Re: [PATCH] drm/amd: Don't wake dGPUs while reading sensors

[Date Prev][Date Next][Thread Prev][Thread Next][Date Index][Thread Index]

 



On 8/23/2024 09:09, Alex Deucher wrote:
On Mon, Aug 19, 2024 at 10:30 PM Mario Limonciello <superm1@xxxxxxxxxx> wrote:

From: Mario Limonciello <mario.limonciello@xxxxxxx>

If the dGPU is off, then reading the sysfs files with a sensor monitoring
application will wake it. Change the behavior to return an error when the
dGPU is in D3cold.

I'm a little concerned that this will generate a flurry of bug reports
if this now reports an error.  One more comment below.


Do you have a particular app you're worried about, or just a general worry? I've had a lot of people reach out to me complaining about battery life on A+A systems, and it comes down to the use of sensor monitoring software waking the dGPU which people don't seem to expect.

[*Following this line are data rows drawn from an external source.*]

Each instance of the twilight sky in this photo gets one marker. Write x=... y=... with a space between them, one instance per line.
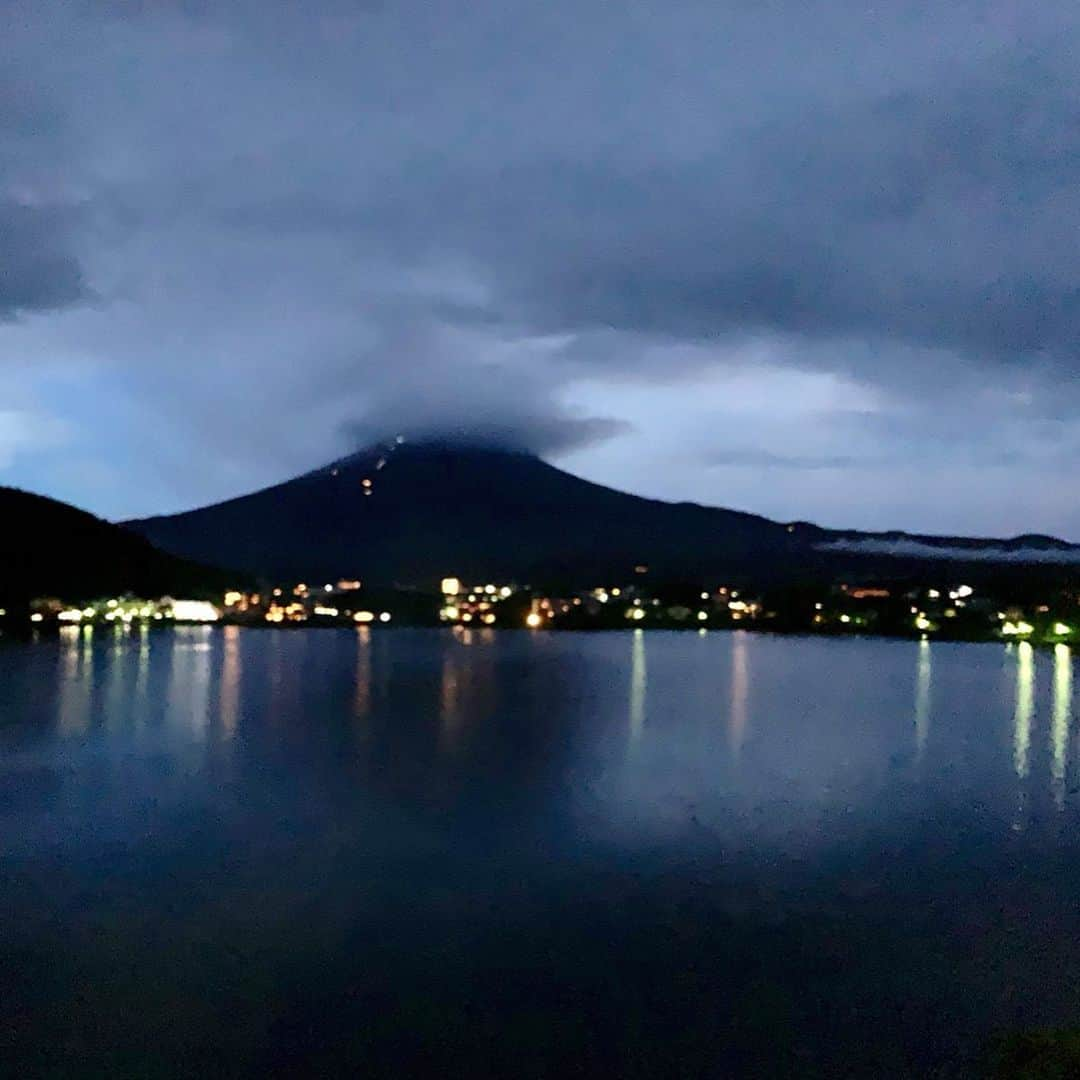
x=815 y=260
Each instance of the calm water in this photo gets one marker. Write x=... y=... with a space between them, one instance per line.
x=273 y=852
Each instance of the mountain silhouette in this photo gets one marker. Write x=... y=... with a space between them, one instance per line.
x=51 y=549
x=410 y=514
x=415 y=513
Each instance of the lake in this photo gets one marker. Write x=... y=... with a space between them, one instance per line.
x=472 y=853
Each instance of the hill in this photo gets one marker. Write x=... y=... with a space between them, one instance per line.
x=51 y=549
x=412 y=514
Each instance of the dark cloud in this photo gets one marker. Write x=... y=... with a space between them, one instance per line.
x=37 y=272
x=531 y=224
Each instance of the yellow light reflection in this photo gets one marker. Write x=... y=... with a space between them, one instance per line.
x=229 y=691
x=362 y=699
x=1025 y=707
x=1062 y=718
x=637 y=685
x=922 y=698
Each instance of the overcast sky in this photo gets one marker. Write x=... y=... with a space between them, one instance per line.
x=818 y=260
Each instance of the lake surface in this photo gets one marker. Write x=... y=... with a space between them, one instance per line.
x=423 y=852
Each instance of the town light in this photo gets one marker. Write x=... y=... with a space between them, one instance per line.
x=193 y=611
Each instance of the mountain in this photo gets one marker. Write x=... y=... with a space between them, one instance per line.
x=51 y=549
x=410 y=514
x=413 y=514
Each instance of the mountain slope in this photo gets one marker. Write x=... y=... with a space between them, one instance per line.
x=51 y=549
x=415 y=513
x=478 y=513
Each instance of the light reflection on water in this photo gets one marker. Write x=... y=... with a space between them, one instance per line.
x=638 y=677
x=196 y=675
x=454 y=775
x=922 y=698
x=1062 y=718
x=1025 y=707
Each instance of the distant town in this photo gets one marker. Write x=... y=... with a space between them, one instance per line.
x=946 y=609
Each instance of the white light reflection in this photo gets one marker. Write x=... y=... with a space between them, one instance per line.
x=740 y=688
x=77 y=679
x=922 y=698
x=229 y=689
x=1060 y=724
x=1025 y=707
x=189 y=667
x=637 y=685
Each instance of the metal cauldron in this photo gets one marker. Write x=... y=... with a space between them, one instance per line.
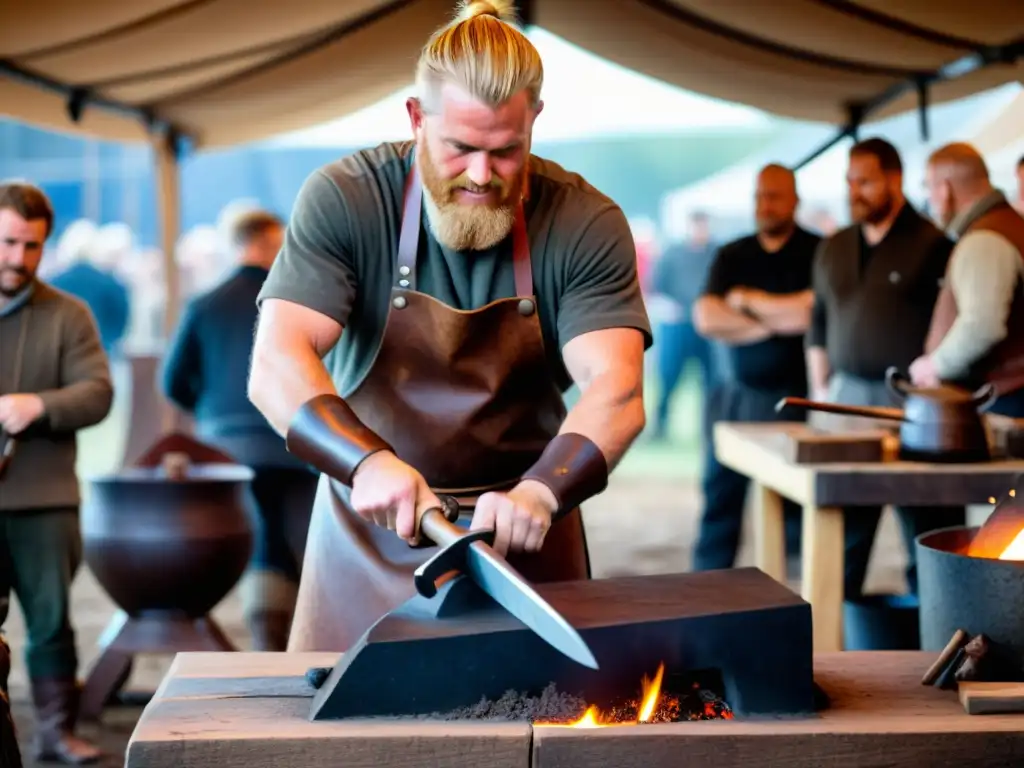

I did double check that software like 'sensors', 'mission center' and 'nvtop' don't freak out from this change.

Here is what 'sensors' shows on my local workstation with this change.

amdgpu-pci-6100
Adapter: PCI adapter
vddgfx:           N/A
ERROR: Can't get value of subfeature fan1_min: Can't read
ERROR: Can't get value of subfeature fan1_max: Can't read
fan1:             N/A  (min =    0 RPM, max =    0 RPM)
edge:             N/A  (crit = +97.0°C, hyst = -273.1°C)
ERROR: Can't get value of subfeature power1_cap: Can't read
PPT:              N/A  (cap =   0.00 W)


Signed-off-by: Mario Limonciello <mario.limonciello@xxxxxxx>
---
  drivers/gpu/drm/amd/pm/amdgpu_pm.c | 90 +++++++++++++++---------------
  1 file changed, 45 insertions(+), 45 deletions(-)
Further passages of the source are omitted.